When sufficient gas or natural gas liquid sample has passed through the system, the system is isolated by closing the double block and bleed valve shown in FIG. 6. The quantity of gas or natural gas liquid passed through the reagent can be adjusted to meet the analytical requirements (e.g., limits of detection and quantification). The quantity of sample passing through the system is measured.

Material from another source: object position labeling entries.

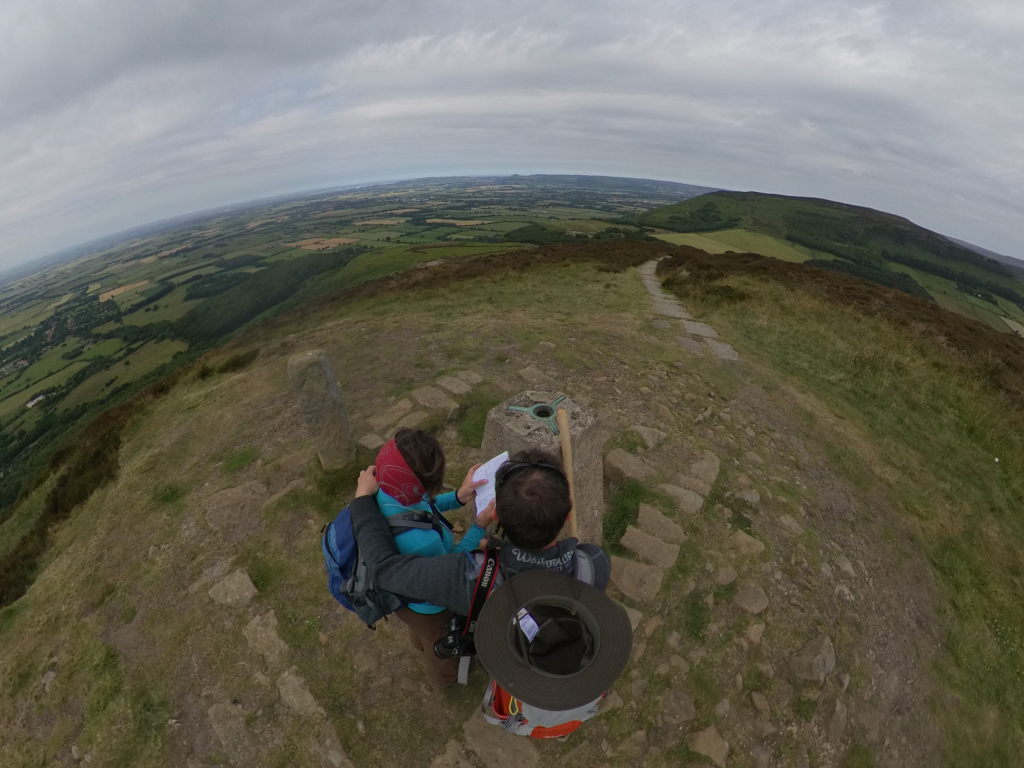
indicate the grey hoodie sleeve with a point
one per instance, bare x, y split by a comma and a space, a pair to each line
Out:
440, 580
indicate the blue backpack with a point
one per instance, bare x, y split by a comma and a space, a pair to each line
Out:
348, 579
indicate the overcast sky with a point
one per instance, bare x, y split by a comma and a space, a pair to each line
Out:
115, 113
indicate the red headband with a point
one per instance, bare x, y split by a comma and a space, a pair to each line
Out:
395, 478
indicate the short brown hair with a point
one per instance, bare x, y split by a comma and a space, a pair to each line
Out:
531, 499
424, 456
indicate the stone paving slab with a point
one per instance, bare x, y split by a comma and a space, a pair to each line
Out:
693, 328
236, 589
689, 502
385, 419
371, 441
691, 345
650, 548
620, 464
454, 385
653, 522
637, 581
722, 350
435, 398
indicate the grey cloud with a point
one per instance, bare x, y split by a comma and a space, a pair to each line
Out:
115, 113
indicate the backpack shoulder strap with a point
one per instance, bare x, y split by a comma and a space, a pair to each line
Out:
485, 582
415, 519
583, 566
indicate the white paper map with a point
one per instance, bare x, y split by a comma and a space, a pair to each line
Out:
486, 471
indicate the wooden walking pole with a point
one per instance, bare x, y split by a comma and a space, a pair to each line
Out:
563, 436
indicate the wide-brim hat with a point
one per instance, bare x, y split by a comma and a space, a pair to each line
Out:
552, 641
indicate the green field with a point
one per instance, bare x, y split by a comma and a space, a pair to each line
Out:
45, 367
742, 241
134, 367
12, 404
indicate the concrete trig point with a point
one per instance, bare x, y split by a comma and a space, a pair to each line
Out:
527, 421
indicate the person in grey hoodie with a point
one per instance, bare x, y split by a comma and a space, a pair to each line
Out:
531, 505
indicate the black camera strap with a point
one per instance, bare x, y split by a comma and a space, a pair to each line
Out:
484, 586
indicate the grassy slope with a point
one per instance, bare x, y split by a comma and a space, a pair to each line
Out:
862, 229
939, 418
122, 670
99, 615
744, 242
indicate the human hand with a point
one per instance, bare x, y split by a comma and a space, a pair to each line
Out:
367, 483
486, 516
467, 492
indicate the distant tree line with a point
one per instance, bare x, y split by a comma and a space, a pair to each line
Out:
974, 284
251, 294
899, 281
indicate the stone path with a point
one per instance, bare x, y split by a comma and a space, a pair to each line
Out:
417, 409
654, 540
228, 719
697, 338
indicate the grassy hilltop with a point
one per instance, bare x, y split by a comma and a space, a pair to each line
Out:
857, 439
867, 244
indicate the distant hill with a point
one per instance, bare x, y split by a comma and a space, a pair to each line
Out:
1015, 264
869, 244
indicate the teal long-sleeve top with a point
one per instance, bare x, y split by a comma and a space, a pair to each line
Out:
428, 543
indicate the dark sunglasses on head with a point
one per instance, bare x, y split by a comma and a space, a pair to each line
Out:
509, 468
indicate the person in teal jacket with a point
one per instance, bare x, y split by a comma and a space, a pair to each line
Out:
411, 472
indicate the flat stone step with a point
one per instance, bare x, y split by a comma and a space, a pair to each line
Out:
722, 350
650, 548
651, 521
693, 328
637, 581
691, 345
689, 502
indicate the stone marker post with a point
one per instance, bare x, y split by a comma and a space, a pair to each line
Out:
318, 398
527, 420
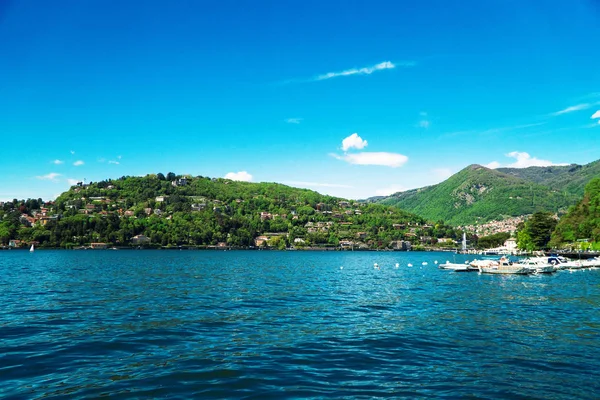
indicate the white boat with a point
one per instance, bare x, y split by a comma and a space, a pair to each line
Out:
591, 262
455, 267
564, 263
502, 266
538, 265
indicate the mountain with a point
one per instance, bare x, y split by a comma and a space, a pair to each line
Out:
583, 220
198, 211
570, 178
480, 194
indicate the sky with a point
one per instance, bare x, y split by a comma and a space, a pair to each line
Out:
349, 98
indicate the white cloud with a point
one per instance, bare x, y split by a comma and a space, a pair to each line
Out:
353, 142
239, 176
393, 160
390, 190
317, 184
493, 165
442, 173
52, 176
364, 71
578, 107
523, 160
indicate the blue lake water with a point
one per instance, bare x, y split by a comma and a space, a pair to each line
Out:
189, 324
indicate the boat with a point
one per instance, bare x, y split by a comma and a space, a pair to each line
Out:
591, 262
563, 263
537, 266
456, 267
502, 266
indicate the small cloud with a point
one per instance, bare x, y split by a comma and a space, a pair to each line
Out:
442, 173
317, 184
388, 191
52, 176
493, 165
353, 142
392, 160
239, 176
366, 70
578, 107
523, 160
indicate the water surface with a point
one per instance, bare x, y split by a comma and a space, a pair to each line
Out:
183, 324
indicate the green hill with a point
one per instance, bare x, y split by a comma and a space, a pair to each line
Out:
583, 220
570, 178
199, 212
480, 194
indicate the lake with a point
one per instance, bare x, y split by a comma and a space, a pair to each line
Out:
267, 324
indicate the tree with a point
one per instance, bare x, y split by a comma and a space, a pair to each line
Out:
540, 227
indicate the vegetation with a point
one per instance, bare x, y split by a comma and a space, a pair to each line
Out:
177, 210
580, 227
478, 194
569, 179
491, 241
535, 233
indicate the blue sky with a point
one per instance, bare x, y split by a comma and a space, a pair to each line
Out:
269, 90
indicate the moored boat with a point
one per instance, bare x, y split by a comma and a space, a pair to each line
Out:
502, 266
455, 267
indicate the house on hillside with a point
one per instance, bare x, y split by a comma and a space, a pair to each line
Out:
140, 239
15, 243
261, 241
179, 182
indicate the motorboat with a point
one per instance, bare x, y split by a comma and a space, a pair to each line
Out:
537, 266
455, 267
502, 266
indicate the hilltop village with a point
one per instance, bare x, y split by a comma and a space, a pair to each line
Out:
158, 211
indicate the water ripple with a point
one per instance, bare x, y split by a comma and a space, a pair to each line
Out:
288, 325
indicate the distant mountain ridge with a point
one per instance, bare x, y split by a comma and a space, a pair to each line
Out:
478, 194
582, 222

A first analysis of the species soluble in the reagent will be conducted. In line with the chemistry, the liquid phase will undergo a treatment (thermal or chemical) to dissolve salts and will be go through a second analysis to identify and quantify the sulfur species that formed salts.

OTHER EMBODIMENTS

It is to be understood that while the invention has been described in conjunction with the detailed description thereof, the foregoing description is intended to illustrate and not limit the scope of the invention, which is defined by the scope of the appended claims. Other aspects, advantages, and modifications are within the scope of the following claims.